Scénarisées par Stan Lee et dessinées par Steve Ditko, les odyssées occultes du Doctor Strange sont rapidement devenues un emblème de la culture psychédélique des années 60, nourrissant l’imaginaire d’auteurs majeurs de la pop culture, de Neil Gaiman en passant par Alan Moore. On pouvait craindre que les doubles pages des publications originales, leurs perspectives délirantes et leurs jeux de couleurs hallucinants soient délavées par la lessiveuse Disney et son esthétique de supermarché.

 

Photo Benedict CumberbatchPas facile à lire l'horloge de magicien

 

Mais pour le coup, et c’est là la belle surprise du Doctor Strange de Scott Derrickson, l’univers du Sorcier Suprême assume ses outrances visuelles et nous propose à plusieurs reprises de véritables festins visuels. Grâce à une 3D remarquablement utilisée, les nombreuses séquences jouant sur la magie se plaisent à tordre l’espace, le bouleverser et le ré-agencer. Le résultat est souvent enchanteur, tour à tour inventif et référentiel, usant de faux jeux de miroir, de fractales vertigineuses, jusqu’à découper dans la Dimension Miroir, l’écran en une myriade d’espaces qui évoquent malicieusement les cases d’un comics sous LSD.

 

Photo Docteur StrangeInce- quoi ?

 

Cette richesse jubilatoire ne va pas sans de gros emprunts, puisque Doctor Strange pille abondamment Inception.

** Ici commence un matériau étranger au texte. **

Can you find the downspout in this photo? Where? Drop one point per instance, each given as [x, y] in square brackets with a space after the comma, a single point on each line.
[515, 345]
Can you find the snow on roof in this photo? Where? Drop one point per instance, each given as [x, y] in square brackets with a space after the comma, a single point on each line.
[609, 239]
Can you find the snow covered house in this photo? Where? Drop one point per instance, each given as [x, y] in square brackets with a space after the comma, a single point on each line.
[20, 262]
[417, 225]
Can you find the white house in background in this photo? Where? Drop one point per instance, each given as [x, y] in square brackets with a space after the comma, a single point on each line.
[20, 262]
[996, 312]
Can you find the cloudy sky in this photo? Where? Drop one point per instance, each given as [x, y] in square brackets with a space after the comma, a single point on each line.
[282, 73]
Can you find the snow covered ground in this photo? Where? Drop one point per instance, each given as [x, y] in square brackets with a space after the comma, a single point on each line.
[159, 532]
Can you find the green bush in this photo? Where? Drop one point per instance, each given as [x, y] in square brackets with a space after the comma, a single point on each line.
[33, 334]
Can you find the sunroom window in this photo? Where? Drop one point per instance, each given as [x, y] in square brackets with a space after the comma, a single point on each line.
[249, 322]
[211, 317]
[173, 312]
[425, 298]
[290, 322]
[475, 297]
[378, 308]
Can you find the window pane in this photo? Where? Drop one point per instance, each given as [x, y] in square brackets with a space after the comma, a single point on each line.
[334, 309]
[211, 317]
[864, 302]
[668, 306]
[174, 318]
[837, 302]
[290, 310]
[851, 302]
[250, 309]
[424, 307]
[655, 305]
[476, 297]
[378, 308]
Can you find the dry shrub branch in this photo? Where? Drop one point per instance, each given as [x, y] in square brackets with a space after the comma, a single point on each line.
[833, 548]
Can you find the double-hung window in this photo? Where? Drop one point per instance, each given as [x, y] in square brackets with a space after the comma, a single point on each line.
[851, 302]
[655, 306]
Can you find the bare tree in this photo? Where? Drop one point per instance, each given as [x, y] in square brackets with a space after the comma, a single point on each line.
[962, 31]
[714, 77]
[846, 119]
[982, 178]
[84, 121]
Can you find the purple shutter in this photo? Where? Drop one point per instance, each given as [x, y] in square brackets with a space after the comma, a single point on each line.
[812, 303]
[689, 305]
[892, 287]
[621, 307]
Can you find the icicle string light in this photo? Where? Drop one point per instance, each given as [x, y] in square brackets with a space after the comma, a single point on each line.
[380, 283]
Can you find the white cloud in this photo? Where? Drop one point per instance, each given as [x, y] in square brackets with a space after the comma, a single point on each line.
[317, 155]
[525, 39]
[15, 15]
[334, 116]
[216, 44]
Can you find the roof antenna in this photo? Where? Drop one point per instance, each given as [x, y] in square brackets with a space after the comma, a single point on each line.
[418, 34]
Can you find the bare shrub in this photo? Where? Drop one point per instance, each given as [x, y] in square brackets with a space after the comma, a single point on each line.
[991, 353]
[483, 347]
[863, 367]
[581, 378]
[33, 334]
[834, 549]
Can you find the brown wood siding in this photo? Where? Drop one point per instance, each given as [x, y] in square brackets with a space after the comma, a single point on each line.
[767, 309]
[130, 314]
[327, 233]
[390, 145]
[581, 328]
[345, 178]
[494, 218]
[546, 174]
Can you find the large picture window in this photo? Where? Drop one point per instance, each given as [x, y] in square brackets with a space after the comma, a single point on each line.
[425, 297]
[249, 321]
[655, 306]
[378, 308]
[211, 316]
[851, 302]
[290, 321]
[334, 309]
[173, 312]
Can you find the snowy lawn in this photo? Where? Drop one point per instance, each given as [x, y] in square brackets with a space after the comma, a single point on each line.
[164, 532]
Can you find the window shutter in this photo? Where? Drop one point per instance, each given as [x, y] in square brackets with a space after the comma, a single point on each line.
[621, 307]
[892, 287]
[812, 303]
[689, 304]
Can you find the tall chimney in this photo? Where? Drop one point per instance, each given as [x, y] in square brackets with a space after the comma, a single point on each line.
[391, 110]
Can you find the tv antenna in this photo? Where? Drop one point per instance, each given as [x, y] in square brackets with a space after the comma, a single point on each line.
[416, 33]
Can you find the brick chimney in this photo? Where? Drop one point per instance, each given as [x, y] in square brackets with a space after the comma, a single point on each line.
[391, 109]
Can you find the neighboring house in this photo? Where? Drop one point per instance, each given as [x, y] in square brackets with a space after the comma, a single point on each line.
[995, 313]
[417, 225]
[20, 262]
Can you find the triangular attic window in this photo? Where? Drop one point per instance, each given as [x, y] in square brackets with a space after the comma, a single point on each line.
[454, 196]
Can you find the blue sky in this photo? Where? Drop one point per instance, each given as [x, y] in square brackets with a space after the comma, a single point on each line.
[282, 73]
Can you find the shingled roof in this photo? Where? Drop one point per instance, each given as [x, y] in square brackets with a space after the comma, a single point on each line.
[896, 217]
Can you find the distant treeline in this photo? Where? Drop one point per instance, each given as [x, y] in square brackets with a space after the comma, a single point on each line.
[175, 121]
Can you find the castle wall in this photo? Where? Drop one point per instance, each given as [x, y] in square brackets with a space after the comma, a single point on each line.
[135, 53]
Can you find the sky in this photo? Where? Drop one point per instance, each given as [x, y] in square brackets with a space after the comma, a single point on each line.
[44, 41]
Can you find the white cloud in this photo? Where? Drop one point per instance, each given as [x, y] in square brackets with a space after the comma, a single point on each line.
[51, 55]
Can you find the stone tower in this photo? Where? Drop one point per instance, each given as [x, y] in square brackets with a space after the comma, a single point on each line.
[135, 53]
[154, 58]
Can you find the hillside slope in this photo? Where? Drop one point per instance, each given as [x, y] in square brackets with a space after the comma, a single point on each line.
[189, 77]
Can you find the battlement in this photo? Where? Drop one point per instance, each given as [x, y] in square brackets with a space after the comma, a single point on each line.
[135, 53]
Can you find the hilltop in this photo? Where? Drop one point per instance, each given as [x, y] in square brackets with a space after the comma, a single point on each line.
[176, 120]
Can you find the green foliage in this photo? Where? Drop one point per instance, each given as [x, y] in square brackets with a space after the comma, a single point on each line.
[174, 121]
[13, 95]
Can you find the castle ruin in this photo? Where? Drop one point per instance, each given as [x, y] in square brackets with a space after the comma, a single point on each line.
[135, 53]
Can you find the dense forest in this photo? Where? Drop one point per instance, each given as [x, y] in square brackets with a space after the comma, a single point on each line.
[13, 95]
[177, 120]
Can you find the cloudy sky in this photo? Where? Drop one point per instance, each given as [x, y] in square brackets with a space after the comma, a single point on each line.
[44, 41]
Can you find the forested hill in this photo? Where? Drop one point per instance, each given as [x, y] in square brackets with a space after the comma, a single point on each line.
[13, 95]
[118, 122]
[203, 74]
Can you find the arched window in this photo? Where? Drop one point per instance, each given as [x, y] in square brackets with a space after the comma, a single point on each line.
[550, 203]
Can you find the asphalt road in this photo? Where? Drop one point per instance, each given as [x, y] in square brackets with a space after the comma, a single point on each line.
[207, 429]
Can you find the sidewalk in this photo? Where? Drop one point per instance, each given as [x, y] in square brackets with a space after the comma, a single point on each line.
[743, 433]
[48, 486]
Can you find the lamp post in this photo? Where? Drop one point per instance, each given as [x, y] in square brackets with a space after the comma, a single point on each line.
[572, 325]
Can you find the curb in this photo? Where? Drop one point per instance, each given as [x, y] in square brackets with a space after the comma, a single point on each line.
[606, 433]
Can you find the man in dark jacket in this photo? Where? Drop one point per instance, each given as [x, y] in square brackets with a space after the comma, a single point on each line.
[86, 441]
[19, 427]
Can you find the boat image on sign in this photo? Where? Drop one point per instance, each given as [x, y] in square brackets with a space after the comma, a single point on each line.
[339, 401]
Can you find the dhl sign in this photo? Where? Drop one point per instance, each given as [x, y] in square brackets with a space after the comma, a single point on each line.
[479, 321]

Parfois pour le meilleur, lorsqu’il pousse ses concepts de puzzle urbains bien plus loin que n’osa le faire Christopher Nolan, parfois avec un opportunisme agaçant, quand il plagie sans vergogne certaines séquences (comme l’affrontement dans un couloir à la gravité malmenée). Sans doute un peu facile, mais diablement efficace.

 

PhotoCap' ou pas cape ?

 

 

ERREUR MÉDICALE

Si cette réussite visuelle est incontestable, le métrage n’en demeure pas moins d’un classicisme, voire d’une bêtise en termes d’écriture, qui lui interdisent de vraiment trancher avec le tout-venant Marvel. Ainsi, Scott Derrickson ne s’extrait jamais du carcan d’Iron Man, dont cette nouvelle production est, ainsi qu’on le voyait venir, un quasi-remake. Enjeux similaire, écriture du personnage jumelle, tout concorde ici pour permettre à Benedict Cumberbatch de devenir le remplaçant idéal de Robert Downey Jr.

 

Photo Tilda Swinton, Chiwetel Ejiofor- Et là, on se foule ? - Non

 

Si le scénario s’avère tristement prévisible, il en va de même pour l’écriture des personnages, qui brille tout simplement par son absence. Leur caractérisation est ainsi balancée à la va vite à l’occasion de dialogues d’une platitude extrême. Un manque d’investissement dans la narration qui se retrouve jusque dans la direction d’acteurs, comme en témoigne la composition transparente de Chiwetel Ejiofor, ou celle de Tilda Swinton, réduite à une imitation comateuse de Bruce Willis.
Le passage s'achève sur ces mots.